Dr. Kyle McDonald is the Terry Elkes Professor in the Department of Earth and Atmospheric Sciences at The City College of New York. A leading expert in microwave remote sensing, he specializes in electromagnetic scattering and propagation, with a focus on monitoring terrestrial ecosystems and the cryosphere. His research integrates satellite observations with ecosystem and hydrologic models to better understand land-atmosphere carbon and methane fluxes, surface hydrology, and vegetation productivity—particularly in cold regions.
Dr. McDonald has led extensive work using active and passive microwave sensors to interpret and model backscatter and emissivity signals in complex land surfaces. His primary focus in recent years has been on seasonal dynamics in boreal ecosystems and their relation to ecological and hydrological processes. He is widely recognized for his contributions to the use of remote sensing in cold land ecology and hydrology.
His research activities include designing and conducting field experiments, developing ground-based instrumentation, collecting and interpreting field and satellite data, and modeling radar signals.
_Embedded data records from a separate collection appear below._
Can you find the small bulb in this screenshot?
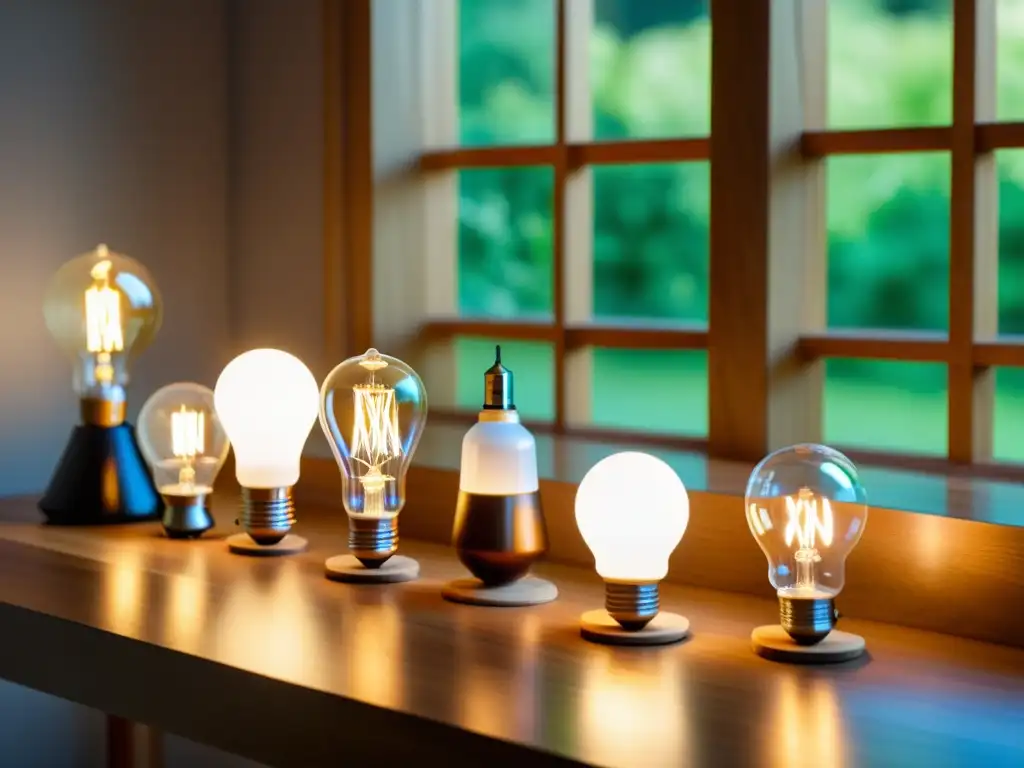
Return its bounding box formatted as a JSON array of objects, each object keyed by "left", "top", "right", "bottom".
[
  {"left": 744, "top": 443, "right": 867, "bottom": 645},
  {"left": 575, "top": 452, "right": 690, "bottom": 630},
  {"left": 138, "top": 382, "right": 230, "bottom": 539},
  {"left": 214, "top": 349, "right": 318, "bottom": 545}
]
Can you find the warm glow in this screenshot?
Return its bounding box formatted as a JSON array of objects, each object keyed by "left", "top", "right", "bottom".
[
  {"left": 785, "top": 488, "right": 834, "bottom": 549},
  {"left": 575, "top": 453, "right": 690, "bottom": 582}
]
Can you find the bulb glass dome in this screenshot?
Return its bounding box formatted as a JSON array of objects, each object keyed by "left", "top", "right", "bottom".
[
  {"left": 575, "top": 452, "right": 690, "bottom": 583},
  {"left": 213, "top": 349, "right": 317, "bottom": 488},
  {"left": 744, "top": 443, "right": 867, "bottom": 599},
  {"left": 138, "top": 382, "right": 230, "bottom": 496},
  {"left": 43, "top": 246, "right": 163, "bottom": 396},
  {"left": 321, "top": 349, "right": 427, "bottom": 518}
]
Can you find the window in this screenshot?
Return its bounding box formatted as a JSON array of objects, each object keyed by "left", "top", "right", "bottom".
[{"left": 366, "top": 0, "right": 1024, "bottom": 473}]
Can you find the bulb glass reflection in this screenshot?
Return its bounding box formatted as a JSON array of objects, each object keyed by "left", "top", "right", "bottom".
[
  {"left": 138, "top": 382, "right": 230, "bottom": 497},
  {"left": 43, "top": 246, "right": 163, "bottom": 399},
  {"left": 321, "top": 349, "right": 427, "bottom": 518},
  {"left": 214, "top": 349, "right": 317, "bottom": 488},
  {"left": 575, "top": 452, "right": 690, "bottom": 583},
  {"left": 744, "top": 443, "right": 867, "bottom": 600}
]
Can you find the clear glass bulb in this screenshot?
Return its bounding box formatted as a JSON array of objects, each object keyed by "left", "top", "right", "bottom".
[
  {"left": 575, "top": 452, "right": 690, "bottom": 584},
  {"left": 319, "top": 349, "right": 427, "bottom": 567},
  {"left": 43, "top": 246, "right": 163, "bottom": 399},
  {"left": 138, "top": 382, "right": 230, "bottom": 497},
  {"left": 213, "top": 349, "right": 318, "bottom": 488},
  {"left": 744, "top": 443, "right": 867, "bottom": 600}
]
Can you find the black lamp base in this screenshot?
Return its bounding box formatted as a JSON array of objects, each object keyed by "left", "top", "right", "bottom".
[{"left": 39, "top": 423, "right": 164, "bottom": 525}]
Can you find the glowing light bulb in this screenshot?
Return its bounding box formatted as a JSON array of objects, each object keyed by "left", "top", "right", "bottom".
[
  {"left": 744, "top": 443, "right": 867, "bottom": 645},
  {"left": 319, "top": 349, "right": 427, "bottom": 568},
  {"left": 575, "top": 452, "right": 690, "bottom": 630},
  {"left": 213, "top": 349, "right": 317, "bottom": 545},
  {"left": 43, "top": 246, "right": 163, "bottom": 426},
  {"left": 138, "top": 382, "right": 230, "bottom": 539}
]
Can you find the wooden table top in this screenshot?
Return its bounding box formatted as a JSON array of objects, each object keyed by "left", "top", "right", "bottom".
[{"left": 0, "top": 499, "right": 1024, "bottom": 768}]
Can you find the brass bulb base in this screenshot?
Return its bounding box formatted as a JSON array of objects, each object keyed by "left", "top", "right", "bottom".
[
  {"left": 778, "top": 595, "right": 839, "bottom": 645},
  {"left": 604, "top": 580, "right": 660, "bottom": 632},
  {"left": 348, "top": 515, "right": 398, "bottom": 568},
  {"left": 161, "top": 492, "right": 213, "bottom": 539},
  {"left": 236, "top": 486, "right": 295, "bottom": 547},
  {"left": 79, "top": 387, "right": 127, "bottom": 427}
]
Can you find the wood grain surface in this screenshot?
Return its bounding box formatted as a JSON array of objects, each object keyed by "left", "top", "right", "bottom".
[{"left": 0, "top": 497, "right": 1024, "bottom": 768}]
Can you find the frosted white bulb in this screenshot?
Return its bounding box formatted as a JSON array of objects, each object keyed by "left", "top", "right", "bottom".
[
  {"left": 744, "top": 443, "right": 867, "bottom": 644},
  {"left": 214, "top": 349, "right": 319, "bottom": 488},
  {"left": 575, "top": 452, "right": 690, "bottom": 583}
]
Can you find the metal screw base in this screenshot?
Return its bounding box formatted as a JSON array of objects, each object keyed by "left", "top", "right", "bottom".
[
  {"left": 778, "top": 596, "right": 839, "bottom": 645},
  {"left": 604, "top": 581, "right": 660, "bottom": 632},
  {"left": 348, "top": 515, "right": 398, "bottom": 568},
  {"left": 236, "top": 486, "right": 295, "bottom": 546},
  {"left": 162, "top": 493, "right": 213, "bottom": 539}
]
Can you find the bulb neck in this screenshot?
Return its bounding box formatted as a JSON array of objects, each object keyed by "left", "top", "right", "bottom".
[
  {"left": 161, "top": 490, "right": 213, "bottom": 539},
  {"left": 348, "top": 515, "right": 398, "bottom": 568},
  {"left": 237, "top": 485, "right": 295, "bottom": 546},
  {"left": 79, "top": 387, "right": 127, "bottom": 427},
  {"left": 778, "top": 595, "right": 839, "bottom": 645},
  {"left": 604, "top": 580, "right": 660, "bottom": 632}
]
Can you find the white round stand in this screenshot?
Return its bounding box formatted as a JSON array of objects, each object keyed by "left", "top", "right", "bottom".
[
  {"left": 580, "top": 608, "right": 690, "bottom": 645},
  {"left": 324, "top": 555, "right": 420, "bottom": 584},
  {"left": 227, "top": 534, "right": 309, "bottom": 557},
  {"left": 751, "top": 624, "right": 864, "bottom": 664},
  {"left": 441, "top": 575, "right": 558, "bottom": 608}
]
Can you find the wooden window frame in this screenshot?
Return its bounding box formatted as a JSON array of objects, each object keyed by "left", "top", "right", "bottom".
[{"left": 348, "top": 0, "right": 1024, "bottom": 476}]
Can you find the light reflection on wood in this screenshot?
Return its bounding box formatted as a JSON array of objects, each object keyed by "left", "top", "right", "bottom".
[{"left": 578, "top": 647, "right": 696, "bottom": 766}]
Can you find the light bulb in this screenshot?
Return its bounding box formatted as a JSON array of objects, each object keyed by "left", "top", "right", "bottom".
[
  {"left": 138, "top": 382, "right": 230, "bottom": 539},
  {"left": 319, "top": 349, "right": 427, "bottom": 568},
  {"left": 575, "top": 452, "right": 690, "bottom": 630},
  {"left": 744, "top": 443, "right": 867, "bottom": 645},
  {"left": 43, "top": 246, "right": 163, "bottom": 427},
  {"left": 213, "top": 349, "right": 317, "bottom": 545}
]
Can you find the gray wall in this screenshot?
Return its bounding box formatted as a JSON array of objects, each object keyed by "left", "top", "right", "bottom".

He has utilized a wide range of satellite and airborne platforms including ERS-1/2, JERS-1, RADARSAT, ALOS, NSCAT, SeaWinds, AIRSAR, UAVSAR, AMSR-E, and SSM/I.
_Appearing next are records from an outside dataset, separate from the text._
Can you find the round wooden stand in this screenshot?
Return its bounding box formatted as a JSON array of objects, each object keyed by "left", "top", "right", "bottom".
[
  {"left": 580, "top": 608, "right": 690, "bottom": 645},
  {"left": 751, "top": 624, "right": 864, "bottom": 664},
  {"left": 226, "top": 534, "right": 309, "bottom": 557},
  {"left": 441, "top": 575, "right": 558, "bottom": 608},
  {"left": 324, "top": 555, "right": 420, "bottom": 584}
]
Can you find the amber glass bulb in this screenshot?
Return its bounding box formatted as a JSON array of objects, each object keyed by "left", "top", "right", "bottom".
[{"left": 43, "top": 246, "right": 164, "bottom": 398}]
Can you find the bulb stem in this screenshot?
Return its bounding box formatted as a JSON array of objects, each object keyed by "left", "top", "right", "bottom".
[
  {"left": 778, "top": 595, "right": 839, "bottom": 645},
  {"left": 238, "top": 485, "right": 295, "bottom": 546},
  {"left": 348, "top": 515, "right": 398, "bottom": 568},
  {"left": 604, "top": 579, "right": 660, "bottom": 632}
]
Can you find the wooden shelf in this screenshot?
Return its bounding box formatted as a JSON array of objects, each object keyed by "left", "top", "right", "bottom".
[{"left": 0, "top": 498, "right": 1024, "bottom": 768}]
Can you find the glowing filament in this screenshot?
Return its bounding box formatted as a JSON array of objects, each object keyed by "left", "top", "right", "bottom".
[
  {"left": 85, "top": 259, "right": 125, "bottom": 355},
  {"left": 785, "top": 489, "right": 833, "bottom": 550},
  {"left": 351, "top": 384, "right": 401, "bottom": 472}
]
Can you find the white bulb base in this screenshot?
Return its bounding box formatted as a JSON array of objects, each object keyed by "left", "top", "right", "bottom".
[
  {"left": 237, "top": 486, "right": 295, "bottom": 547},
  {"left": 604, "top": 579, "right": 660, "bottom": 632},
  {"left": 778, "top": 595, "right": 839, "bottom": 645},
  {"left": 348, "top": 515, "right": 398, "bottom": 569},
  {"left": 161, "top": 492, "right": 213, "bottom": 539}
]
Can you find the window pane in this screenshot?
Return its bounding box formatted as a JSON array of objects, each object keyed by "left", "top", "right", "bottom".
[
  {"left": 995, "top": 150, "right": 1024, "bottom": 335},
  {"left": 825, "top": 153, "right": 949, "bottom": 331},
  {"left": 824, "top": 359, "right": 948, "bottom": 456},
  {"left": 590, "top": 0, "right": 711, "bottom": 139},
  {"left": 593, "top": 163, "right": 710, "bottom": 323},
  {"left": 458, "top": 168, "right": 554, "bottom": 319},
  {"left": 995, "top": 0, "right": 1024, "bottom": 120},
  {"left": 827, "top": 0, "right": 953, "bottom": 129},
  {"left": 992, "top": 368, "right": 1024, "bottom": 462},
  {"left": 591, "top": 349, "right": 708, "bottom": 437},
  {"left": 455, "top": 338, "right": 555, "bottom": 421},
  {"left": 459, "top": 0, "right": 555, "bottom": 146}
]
Dr. McDonald has played key roles in advancing several NASA and ESA Earth mission concepts such as NISAR, SMAP, Hydros, and CoReH2O. He served as the lead scientist for the freeze/thaw element of the Hydros mission and contributed significantly to its selection for NASA’s ESSP-3 program. He also supported the SMAP mission in related algorithm development.
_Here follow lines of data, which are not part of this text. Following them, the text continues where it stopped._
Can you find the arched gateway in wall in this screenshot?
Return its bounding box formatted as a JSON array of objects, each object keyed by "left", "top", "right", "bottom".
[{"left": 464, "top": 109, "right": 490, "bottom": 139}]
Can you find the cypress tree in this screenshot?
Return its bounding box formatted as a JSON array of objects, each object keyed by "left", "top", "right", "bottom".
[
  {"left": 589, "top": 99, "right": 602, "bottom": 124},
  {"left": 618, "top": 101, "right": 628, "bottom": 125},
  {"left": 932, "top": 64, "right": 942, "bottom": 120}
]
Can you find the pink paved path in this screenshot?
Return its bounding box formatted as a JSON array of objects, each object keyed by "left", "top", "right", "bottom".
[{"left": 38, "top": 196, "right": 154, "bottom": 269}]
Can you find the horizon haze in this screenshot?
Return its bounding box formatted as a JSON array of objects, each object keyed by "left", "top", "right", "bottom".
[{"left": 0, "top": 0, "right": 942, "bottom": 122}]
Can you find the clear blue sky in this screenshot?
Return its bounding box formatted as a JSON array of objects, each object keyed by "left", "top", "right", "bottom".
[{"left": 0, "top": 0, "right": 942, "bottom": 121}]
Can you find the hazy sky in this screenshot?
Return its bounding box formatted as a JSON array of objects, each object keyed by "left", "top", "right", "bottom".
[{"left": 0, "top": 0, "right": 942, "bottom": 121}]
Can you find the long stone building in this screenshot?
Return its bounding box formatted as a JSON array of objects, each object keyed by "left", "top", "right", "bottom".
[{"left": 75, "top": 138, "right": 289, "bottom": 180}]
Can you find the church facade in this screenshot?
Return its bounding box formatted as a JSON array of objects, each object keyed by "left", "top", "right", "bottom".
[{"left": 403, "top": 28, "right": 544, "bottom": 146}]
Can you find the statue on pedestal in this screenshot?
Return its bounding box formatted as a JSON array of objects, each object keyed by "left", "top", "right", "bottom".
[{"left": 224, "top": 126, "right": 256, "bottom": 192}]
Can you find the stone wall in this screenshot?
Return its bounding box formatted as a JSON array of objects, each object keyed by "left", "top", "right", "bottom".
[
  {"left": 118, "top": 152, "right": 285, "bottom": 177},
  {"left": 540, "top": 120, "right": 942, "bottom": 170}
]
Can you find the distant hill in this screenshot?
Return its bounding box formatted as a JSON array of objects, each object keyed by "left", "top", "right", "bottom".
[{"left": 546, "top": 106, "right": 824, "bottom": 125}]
He is a member of NASA’s High Mountain Asia Team (HiMAT), the NISAR Science Team, and the Japanese Space Agency (JAXA) Kyoto and Carbon Initiative, contributing to global research on carbon cycle dynamics using PALSAR datasets. His current work continues to explore the link between vegetation biophysical properties and radar backscatter, combining remote sensing with process-based modeling to improve environmental monitoring at multiple scales.